Resources
Authors & Affiliations
Sandhiya Vijayabaskaran,Sen Cheng
Abstract
Navigation is a complex process that involves several interacting brain regions and has been the subject of intense research for several decades. In general, spatial navigation involves strategies using one of two reference frames: egocentric and allocentric. However, it remains unclear why a particular strategy is chosen over another, and how the neural spatial representations should be related to the chosen strategy. Here, we use a deep reinforcement learning model to investigate whether a navigation strategy could arise spontaneously during spatial learning without imposing a bias onto the model. We then examine the spatial representations that emerge in the network to support different navigational strategies. To this end, we study two ethologically valid tasks, which we refer to as guidance and aiming, respectively.
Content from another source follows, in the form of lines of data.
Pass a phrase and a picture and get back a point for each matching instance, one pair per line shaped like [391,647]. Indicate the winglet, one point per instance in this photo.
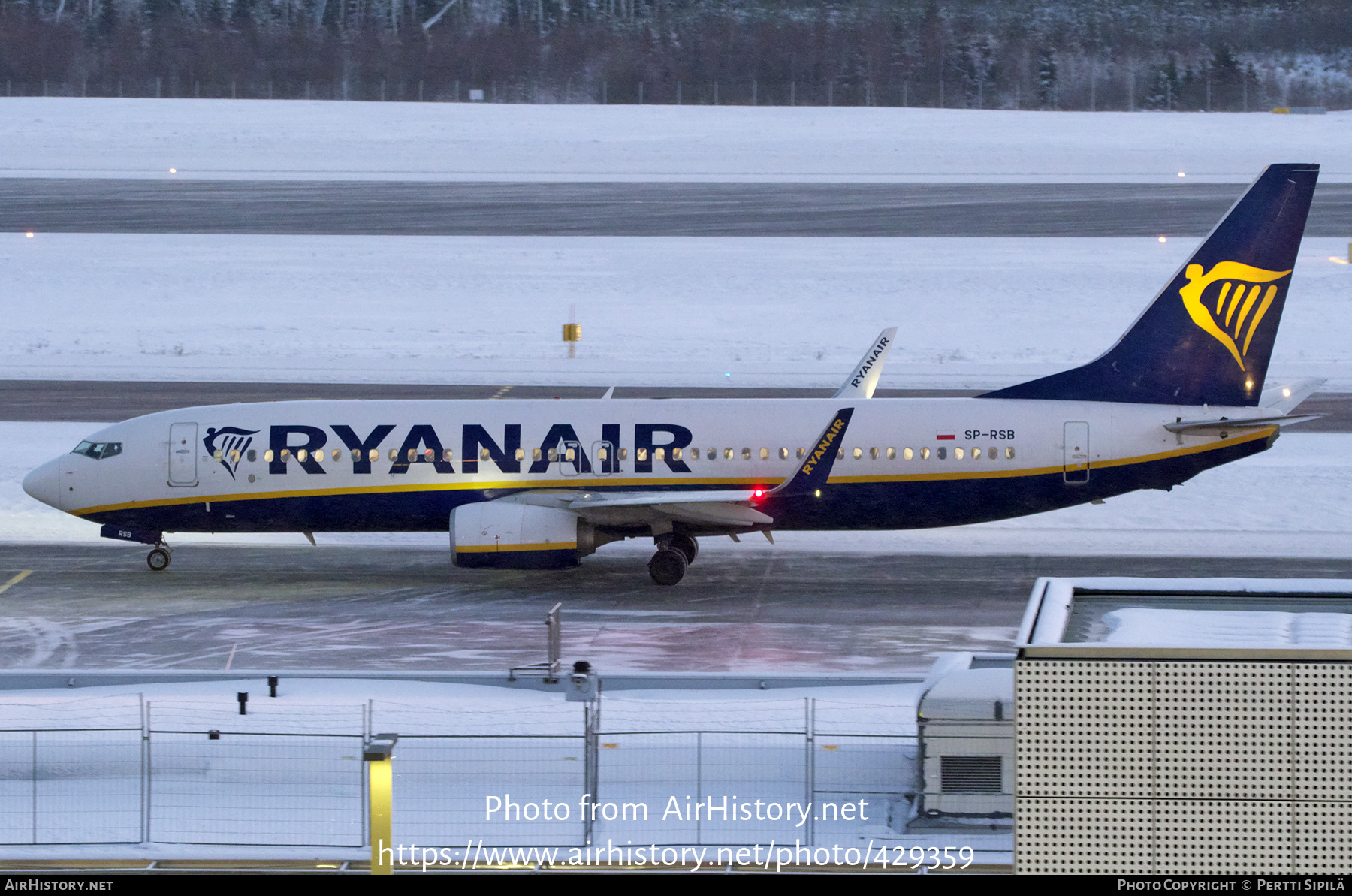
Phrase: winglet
[817,466]
[863,380]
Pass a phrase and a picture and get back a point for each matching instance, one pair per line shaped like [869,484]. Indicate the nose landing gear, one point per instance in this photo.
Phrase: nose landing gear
[158,559]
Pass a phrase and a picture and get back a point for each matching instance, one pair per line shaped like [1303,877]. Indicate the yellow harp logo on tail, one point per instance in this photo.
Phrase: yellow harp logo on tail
[1230,311]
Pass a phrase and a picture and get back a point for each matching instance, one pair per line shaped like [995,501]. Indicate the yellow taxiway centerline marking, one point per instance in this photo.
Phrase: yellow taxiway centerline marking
[23,573]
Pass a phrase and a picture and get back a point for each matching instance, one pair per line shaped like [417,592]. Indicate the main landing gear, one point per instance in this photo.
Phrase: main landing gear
[158,559]
[674,554]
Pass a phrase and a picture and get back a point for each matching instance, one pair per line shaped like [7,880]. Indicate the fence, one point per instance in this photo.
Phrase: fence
[710,772]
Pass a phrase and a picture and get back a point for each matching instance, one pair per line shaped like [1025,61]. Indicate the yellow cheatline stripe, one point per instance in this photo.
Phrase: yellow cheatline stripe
[488,549]
[23,573]
[575,484]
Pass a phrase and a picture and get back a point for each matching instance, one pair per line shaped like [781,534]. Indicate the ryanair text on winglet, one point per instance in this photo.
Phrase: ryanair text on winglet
[868,363]
[819,451]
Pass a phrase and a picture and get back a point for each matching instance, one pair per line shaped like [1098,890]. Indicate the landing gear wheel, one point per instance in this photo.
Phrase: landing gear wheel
[667,566]
[686,545]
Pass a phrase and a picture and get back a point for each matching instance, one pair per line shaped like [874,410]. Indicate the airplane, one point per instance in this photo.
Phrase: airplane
[527,484]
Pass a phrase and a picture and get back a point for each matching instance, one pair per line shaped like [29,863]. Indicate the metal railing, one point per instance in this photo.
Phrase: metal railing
[195,771]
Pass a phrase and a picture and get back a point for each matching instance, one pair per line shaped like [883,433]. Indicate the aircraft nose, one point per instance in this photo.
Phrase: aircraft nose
[45,483]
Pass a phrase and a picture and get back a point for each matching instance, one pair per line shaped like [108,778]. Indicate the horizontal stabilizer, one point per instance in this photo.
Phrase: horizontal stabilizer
[1289,397]
[1247,424]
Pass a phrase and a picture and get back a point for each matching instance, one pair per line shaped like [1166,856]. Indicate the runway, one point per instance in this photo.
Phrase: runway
[635,209]
[98,607]
[95,402]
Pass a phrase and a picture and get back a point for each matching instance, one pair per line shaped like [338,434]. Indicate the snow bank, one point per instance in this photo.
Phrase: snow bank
[442,141]
[975,312]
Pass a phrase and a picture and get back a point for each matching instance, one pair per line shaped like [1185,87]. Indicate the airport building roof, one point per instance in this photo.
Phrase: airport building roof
[1259,618]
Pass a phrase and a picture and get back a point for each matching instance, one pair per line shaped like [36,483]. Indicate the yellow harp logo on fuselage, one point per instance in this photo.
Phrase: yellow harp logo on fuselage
[1230,309]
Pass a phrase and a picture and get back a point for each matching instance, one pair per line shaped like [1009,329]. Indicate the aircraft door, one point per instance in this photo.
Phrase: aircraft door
[1076,453]
[183,454]
[569,458]
[603,458]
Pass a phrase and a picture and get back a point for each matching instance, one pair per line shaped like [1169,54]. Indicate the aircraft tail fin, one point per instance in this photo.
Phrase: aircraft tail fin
[1208,336]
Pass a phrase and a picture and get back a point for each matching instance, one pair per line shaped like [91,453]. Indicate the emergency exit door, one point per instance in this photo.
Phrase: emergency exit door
[183,454]
[1076,453]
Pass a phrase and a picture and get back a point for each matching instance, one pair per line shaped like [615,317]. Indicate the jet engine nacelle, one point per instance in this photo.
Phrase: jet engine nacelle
[510,535]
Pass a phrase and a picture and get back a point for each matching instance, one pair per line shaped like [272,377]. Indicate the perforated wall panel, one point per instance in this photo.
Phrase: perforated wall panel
[1224,730]
[1085,729]
[1223,837]
[1172,767]
[1056,835]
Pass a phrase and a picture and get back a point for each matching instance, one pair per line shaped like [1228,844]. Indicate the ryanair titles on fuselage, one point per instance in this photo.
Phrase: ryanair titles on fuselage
[660,442]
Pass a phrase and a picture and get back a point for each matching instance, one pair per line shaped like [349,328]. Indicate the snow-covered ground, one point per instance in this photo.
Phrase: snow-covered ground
[1289,502]
[446,141]
[655,311]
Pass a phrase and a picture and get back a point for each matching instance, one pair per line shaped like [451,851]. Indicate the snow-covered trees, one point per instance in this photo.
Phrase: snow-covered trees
[1070,54]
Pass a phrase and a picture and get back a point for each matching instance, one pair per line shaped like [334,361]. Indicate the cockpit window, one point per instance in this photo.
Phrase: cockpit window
[98,451]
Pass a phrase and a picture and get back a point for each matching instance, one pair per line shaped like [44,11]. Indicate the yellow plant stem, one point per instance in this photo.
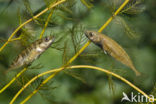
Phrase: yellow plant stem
[70,67]
[6,86]
[87,44]
[46,23]
[36,16]
[10,39]
[111,18]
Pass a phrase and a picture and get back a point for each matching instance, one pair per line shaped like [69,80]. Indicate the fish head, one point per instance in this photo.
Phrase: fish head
[93,36]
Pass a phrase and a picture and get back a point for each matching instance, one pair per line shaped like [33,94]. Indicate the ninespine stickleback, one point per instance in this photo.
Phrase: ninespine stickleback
[111,47]
[31,53]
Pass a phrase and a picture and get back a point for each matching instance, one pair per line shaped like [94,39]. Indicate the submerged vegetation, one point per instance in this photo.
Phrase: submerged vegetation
[52,78]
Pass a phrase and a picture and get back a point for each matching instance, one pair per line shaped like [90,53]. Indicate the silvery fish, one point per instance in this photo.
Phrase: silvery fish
[31,53]
[112,48]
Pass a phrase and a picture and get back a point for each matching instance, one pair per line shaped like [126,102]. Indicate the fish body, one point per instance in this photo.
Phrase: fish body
[112,48]
[31,53]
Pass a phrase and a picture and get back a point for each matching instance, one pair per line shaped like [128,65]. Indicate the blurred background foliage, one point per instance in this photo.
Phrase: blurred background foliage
[133,29]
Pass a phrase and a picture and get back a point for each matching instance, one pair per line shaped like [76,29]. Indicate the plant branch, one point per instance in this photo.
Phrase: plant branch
[13,79]
[70,67]
[87,44]
[46,23]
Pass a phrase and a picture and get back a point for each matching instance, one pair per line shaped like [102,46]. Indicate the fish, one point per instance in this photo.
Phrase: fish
[32,52]
[111,47]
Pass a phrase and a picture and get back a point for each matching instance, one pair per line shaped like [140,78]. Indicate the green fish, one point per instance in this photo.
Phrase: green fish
[111,47]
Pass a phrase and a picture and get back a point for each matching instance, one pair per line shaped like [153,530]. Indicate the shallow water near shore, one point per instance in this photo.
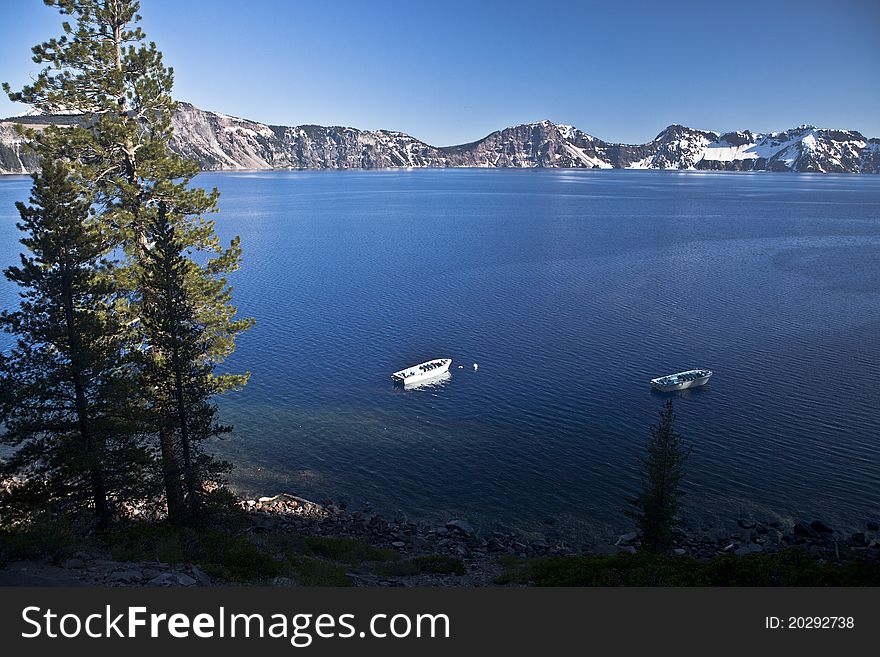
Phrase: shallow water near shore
[571,289]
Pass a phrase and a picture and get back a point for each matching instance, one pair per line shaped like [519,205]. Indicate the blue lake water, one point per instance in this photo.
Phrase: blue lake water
[571,289]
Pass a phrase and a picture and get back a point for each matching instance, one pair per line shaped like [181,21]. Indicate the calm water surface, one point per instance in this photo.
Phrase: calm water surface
[571,290]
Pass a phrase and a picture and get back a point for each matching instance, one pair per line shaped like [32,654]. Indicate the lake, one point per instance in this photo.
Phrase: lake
[570,289]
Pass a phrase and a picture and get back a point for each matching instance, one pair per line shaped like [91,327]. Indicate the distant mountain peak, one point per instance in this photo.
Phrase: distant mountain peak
[221,141]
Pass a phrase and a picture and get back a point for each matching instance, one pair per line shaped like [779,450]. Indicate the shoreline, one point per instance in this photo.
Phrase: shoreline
[451,554]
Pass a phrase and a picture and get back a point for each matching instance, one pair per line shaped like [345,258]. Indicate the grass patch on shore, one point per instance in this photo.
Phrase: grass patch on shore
[789,567]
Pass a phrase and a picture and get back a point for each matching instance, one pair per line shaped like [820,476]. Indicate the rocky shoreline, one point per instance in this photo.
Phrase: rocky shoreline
[458,538]
[479,552]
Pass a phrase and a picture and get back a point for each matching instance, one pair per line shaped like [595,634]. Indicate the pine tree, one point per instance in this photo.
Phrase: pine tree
[655,508]
[103,67]
[180,373]
[66,383]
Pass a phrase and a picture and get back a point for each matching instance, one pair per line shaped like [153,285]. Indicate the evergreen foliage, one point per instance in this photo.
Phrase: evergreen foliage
[170,289]
[68,386]
[655,508]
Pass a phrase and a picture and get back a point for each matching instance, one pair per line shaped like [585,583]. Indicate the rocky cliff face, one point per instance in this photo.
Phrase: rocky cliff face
[218,141]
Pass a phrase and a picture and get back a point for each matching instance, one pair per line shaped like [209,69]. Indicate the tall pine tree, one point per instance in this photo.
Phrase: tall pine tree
[103,67]
[655,508]
[67,383]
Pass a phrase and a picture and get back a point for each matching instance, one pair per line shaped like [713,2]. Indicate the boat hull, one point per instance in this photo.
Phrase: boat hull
[416,374]
[681,380]
[684,385]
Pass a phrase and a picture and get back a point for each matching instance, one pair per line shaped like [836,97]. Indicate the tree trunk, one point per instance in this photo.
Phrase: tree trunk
[90,449]
[171,475]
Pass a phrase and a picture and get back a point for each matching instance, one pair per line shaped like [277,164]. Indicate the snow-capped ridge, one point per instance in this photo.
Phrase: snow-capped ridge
[221,141]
In guidance, the agent navigates to a goal location fixed in allocentric space from different start locations in an environment with stable external landmarks. In aiming, the goal is marked by a visible cue, which is shifted to a different position in each trial. We find that when both strategies are available to the agent, the solutions it develops for guidance and aiming are heavily biased towards the allocentric or the egocentric strategy, respectively, as one would expect. Nevertheless, the agent is able to learn both tasks using either strategy in principle, although learning efficiency is higher for the preferred strategy. Furthermore, we find that place-cell-like allocentric representations emerge preferentially in guidance when using an allocentric strategy, whereas egocentric vector representations emerge when using an egocentric strategy in aiming. We thus find that alongside strategy, the nature of the task plays a pivotal role in the type of spatial representations that emerge.